"Heyecandan olacak, bizi birden fark edemedi, zaten kıyafetlerimiz de değişmişti."
"Bilal, sözlünü nasıl buldun? Bu zamanda hem yetim, hem işsize kim kız verir ki?"
Başını salladı ve "doğru" diyerek ekledi;
"Zor nişanlandım ya, Allahü teala razı olsun, kayınpederim olacak insan, 'sözde Müslüman' değil, hakiki mümin. 'Bu zamanda namazında niyazında damat nerede bulunur, hem rızkı veren Allah'tır' dedi ve kızını bana verdi. Rabbim rızkımızı verir inşallah."

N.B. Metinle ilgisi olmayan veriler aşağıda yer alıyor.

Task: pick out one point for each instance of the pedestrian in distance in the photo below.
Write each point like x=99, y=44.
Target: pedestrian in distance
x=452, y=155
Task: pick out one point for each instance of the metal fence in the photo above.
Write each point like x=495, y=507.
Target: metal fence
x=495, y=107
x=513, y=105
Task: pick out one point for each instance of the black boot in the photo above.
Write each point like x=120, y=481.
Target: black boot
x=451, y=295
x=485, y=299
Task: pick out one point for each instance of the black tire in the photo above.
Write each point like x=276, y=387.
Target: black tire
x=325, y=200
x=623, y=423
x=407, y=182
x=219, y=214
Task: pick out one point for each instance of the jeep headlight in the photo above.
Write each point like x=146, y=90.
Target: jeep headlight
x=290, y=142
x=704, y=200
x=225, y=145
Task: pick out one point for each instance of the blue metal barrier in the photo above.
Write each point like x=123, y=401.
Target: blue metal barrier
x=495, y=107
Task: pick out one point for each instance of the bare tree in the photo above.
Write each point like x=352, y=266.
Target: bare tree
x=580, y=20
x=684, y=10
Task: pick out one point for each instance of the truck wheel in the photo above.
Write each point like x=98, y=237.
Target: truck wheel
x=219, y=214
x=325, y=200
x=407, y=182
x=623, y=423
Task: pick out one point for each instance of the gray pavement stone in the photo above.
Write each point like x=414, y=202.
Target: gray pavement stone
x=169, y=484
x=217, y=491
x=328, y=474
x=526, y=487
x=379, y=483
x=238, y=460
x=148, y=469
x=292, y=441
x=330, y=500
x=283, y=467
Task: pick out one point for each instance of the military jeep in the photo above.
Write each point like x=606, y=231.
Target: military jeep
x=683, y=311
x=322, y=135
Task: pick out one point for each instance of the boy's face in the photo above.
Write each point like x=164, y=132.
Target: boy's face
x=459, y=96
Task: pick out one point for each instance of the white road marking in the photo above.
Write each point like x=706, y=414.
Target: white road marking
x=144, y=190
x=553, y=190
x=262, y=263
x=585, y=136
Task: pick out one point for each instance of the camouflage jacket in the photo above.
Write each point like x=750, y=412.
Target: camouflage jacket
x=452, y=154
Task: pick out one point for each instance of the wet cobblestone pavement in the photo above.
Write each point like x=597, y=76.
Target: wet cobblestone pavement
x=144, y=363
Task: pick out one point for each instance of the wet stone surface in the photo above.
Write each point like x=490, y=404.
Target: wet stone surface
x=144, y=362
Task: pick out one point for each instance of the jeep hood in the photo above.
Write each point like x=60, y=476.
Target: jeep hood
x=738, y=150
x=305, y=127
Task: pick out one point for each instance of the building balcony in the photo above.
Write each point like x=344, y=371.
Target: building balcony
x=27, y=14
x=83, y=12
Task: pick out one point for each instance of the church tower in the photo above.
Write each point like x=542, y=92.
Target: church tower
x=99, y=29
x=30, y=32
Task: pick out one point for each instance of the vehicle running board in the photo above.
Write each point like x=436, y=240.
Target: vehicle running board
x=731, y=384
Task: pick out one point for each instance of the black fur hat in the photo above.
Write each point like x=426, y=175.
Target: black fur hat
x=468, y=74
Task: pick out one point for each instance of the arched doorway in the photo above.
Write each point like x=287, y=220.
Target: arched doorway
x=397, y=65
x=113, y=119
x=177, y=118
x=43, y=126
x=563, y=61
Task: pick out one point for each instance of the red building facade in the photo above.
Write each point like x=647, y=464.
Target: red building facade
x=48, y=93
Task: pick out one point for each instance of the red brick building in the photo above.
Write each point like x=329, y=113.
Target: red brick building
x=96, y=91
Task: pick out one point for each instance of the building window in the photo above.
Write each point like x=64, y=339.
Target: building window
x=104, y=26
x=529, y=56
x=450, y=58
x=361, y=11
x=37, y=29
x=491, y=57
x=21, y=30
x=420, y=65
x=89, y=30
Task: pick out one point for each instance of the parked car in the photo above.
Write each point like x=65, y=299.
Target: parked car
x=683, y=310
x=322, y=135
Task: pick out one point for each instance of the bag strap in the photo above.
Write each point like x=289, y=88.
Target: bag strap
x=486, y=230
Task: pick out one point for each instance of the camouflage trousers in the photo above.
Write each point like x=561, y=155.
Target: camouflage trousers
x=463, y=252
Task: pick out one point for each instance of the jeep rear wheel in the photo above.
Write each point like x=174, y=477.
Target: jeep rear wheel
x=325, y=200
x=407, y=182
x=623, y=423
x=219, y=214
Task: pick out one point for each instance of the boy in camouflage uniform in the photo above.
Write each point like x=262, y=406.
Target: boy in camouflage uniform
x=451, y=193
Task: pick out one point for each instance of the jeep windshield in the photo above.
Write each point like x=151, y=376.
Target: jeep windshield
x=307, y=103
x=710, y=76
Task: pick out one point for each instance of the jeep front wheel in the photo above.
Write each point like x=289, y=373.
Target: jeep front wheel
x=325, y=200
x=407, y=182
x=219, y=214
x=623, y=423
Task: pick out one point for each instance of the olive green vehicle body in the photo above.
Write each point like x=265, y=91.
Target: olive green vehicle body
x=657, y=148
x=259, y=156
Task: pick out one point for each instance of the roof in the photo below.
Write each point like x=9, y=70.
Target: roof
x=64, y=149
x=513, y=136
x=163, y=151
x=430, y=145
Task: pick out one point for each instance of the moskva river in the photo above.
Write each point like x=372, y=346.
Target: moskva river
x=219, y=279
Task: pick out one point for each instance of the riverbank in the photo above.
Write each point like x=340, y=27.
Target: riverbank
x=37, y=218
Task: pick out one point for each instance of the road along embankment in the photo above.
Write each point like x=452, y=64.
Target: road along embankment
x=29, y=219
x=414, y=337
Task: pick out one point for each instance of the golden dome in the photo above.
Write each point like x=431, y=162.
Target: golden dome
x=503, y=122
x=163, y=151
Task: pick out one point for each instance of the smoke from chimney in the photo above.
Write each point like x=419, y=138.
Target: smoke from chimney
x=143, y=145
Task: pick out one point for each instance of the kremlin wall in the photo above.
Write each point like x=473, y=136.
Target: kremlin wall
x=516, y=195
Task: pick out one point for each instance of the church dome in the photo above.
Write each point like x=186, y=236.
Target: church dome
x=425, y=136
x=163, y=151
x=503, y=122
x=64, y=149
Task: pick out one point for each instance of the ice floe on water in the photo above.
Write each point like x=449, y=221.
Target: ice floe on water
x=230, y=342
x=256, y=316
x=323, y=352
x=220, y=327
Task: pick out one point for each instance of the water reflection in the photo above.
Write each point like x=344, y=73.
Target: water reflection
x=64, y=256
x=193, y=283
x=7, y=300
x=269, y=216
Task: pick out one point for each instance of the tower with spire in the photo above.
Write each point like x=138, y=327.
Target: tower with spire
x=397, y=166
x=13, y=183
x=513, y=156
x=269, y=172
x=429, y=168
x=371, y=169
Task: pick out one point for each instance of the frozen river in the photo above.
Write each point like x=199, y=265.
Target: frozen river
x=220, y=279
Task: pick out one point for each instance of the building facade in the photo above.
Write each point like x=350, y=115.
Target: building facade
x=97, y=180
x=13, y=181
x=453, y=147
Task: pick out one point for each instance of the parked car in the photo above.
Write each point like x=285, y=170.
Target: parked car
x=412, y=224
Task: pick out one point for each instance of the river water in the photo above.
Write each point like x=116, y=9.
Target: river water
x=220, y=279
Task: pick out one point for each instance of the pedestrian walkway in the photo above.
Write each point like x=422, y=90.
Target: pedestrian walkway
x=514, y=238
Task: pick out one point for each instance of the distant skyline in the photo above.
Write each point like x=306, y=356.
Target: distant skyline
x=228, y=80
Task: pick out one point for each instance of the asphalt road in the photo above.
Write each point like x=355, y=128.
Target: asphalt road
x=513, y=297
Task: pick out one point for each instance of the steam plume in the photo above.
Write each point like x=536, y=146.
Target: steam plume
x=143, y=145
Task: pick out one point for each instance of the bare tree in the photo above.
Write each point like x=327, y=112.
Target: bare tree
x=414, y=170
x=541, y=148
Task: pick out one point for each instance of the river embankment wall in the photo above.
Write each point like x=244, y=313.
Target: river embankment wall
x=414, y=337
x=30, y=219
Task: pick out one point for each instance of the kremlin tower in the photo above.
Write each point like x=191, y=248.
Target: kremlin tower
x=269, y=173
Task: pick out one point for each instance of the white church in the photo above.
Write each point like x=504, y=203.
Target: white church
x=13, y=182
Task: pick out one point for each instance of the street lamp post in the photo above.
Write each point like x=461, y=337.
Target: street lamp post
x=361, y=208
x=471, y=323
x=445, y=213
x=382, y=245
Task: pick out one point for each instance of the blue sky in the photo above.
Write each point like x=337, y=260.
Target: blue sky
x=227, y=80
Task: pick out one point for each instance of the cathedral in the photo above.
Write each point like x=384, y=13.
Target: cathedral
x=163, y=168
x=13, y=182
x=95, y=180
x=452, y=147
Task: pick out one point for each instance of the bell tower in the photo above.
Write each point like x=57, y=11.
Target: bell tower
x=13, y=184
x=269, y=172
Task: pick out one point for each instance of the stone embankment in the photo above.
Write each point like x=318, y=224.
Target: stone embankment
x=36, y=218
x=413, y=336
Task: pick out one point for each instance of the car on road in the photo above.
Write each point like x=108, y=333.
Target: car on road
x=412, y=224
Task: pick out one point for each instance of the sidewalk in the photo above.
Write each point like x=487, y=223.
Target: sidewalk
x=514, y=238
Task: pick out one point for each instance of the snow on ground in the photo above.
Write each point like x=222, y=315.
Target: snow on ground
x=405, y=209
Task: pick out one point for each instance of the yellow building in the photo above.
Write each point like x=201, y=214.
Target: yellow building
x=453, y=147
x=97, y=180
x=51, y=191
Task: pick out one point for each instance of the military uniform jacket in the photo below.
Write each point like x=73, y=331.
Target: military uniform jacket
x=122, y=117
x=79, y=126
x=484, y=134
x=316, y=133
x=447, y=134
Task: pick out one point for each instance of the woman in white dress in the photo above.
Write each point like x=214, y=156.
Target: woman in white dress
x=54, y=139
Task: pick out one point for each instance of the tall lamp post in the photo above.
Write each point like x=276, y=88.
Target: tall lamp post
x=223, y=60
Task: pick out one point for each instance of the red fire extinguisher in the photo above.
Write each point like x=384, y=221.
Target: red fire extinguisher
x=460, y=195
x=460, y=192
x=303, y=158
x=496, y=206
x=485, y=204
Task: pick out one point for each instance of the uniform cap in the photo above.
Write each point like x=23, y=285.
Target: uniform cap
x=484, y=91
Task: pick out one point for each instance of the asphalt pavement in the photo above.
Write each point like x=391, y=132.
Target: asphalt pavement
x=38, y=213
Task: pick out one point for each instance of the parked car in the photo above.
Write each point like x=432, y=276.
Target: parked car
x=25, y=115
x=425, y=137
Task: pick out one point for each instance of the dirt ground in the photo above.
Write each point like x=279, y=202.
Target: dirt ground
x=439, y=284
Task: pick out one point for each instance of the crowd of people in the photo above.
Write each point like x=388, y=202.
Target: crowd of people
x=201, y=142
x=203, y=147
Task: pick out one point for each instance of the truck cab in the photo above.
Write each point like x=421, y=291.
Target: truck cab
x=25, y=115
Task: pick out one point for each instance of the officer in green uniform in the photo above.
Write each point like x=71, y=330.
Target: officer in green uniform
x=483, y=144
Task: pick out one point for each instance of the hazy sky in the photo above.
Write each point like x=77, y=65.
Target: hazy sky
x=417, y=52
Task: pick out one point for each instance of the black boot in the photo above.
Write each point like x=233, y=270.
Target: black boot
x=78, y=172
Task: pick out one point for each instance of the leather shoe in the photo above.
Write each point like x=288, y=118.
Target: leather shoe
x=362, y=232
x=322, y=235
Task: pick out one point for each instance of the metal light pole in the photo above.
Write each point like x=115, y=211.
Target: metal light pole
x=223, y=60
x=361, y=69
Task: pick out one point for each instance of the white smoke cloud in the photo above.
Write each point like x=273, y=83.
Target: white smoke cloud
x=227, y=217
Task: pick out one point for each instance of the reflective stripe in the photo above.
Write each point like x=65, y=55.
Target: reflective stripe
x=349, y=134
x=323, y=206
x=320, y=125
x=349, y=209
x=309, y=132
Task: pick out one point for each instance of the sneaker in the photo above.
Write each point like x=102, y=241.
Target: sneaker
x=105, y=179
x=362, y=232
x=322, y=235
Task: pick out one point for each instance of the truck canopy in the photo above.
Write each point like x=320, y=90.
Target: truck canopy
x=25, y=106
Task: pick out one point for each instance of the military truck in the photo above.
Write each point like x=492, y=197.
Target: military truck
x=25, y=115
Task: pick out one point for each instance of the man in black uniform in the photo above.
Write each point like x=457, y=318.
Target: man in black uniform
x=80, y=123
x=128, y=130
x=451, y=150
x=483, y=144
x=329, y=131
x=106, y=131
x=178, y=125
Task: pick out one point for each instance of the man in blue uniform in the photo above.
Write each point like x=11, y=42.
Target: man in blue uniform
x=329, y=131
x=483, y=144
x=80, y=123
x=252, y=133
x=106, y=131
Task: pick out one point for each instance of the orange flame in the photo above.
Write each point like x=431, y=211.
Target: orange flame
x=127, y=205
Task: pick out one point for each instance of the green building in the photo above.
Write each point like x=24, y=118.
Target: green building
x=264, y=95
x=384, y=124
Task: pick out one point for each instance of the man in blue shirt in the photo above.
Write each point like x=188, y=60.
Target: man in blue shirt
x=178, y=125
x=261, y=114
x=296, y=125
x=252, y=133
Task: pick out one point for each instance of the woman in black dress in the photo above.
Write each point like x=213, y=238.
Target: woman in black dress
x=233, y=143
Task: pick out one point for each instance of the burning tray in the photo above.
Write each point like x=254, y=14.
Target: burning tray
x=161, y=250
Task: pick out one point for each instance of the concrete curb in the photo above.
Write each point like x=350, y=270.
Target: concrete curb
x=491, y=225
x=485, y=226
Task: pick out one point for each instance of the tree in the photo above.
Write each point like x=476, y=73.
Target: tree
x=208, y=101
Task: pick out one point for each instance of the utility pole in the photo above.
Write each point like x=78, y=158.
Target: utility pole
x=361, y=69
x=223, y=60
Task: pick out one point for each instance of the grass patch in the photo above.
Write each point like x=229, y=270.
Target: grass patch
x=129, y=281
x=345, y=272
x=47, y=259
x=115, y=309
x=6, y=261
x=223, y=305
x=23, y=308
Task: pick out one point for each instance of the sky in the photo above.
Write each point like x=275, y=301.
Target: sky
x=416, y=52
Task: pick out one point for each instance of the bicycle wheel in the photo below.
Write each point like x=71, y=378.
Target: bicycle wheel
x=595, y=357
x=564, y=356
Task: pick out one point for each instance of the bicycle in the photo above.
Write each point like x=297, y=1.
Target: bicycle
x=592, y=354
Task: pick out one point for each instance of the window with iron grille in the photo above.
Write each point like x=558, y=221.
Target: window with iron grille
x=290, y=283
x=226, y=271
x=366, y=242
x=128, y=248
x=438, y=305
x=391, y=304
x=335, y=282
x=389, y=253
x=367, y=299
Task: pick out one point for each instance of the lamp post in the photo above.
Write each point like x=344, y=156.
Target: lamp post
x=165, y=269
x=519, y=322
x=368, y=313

"Bilal, senin bu tarz yetişmene neden olan, seni bu mütevekkil hale getiren bir sır olsa gerek."
"Eğer ona sır denilirse, var. Sevgili anneciğim bana hiç haram lokma yedirmediğini söyler..."
Bilal lise mezunuydu, üç yüz kişinin katıldığı yazılı sınavı başarıyla geçerek ilk yetmiş kişinin arasına girmişti. Şimdi mülakata girecekti. Ve bizler, Bakanlık dahil önümüze sunulan, bütün referansları bir kenara koyup Bilal'in referansını en öne aldık... Mülakat gününe kadar bizi göremedi, kim olduğumuzu da zaten bilmiyordu. Mülakat günü geldi çattı. Tüm arkadaşlar merak ediyorduk, bizi karşısında görünce acaba nasıl tepki verecekti?
Adı okundu, içeri girdi. Heyecandan olacak, bizi birden fark edemedi, zaten kıyafetlerimiz de değişmişti. Biz susmuştuk, o da başını yavaş yavaş kaldırarak bize baktı. Birden şaşırır gibi oldu, yüzü kızardı ve gözleri yere düştü, sessizliği bozdum:
"Bilal, bizi tanımadın mı?"
"Evet".
"Peki, ne diyeceksin şimdi?"
Ağlamaya başladı, çocuk gibi hıçkırıyordu. Artık biz de dayanamamıştık, ona uyduk. Hıçkırıklar boğazımıza düğümlenmişti. Oda öylesine bir havaya bürünmüştü ki bazı manevi şeylere elle dokunmak mümkündü, âdeta. Bilal ellerini kaldırdı ve;
"Ey Rabbim! Ben hâlimi sana sunmuştum, içimi sana açmıştım, şimdi burada müdürlerime karşı mahcubum. Ey Allah'ım, ben Sen'den başkasından istememeyi istedim. Beni yalnız Sana muhtaç eyle Allah'ım" dedi.
Bir an bir sessizlik oldu. Arkasından hüzün dolu bir sesle; "Ne olur, izin verin çıkayım" dedi. "Peki, Bilal" dedik, "Güle güle git. Allah işini aşını, eşini mübarek kılsın!.."
Allah'tan isteyenler muratlarına erdiler de O'ndan başkasından isteyenler helak oldular. Allah dilerse bütün dünyayı Bilallere hizmetçi yapar. Nitekim bizi hizmetçi yapmadı mı? Hazreti Allah tüm gönül dostlarımıza böylesi gönül safiyeti versin!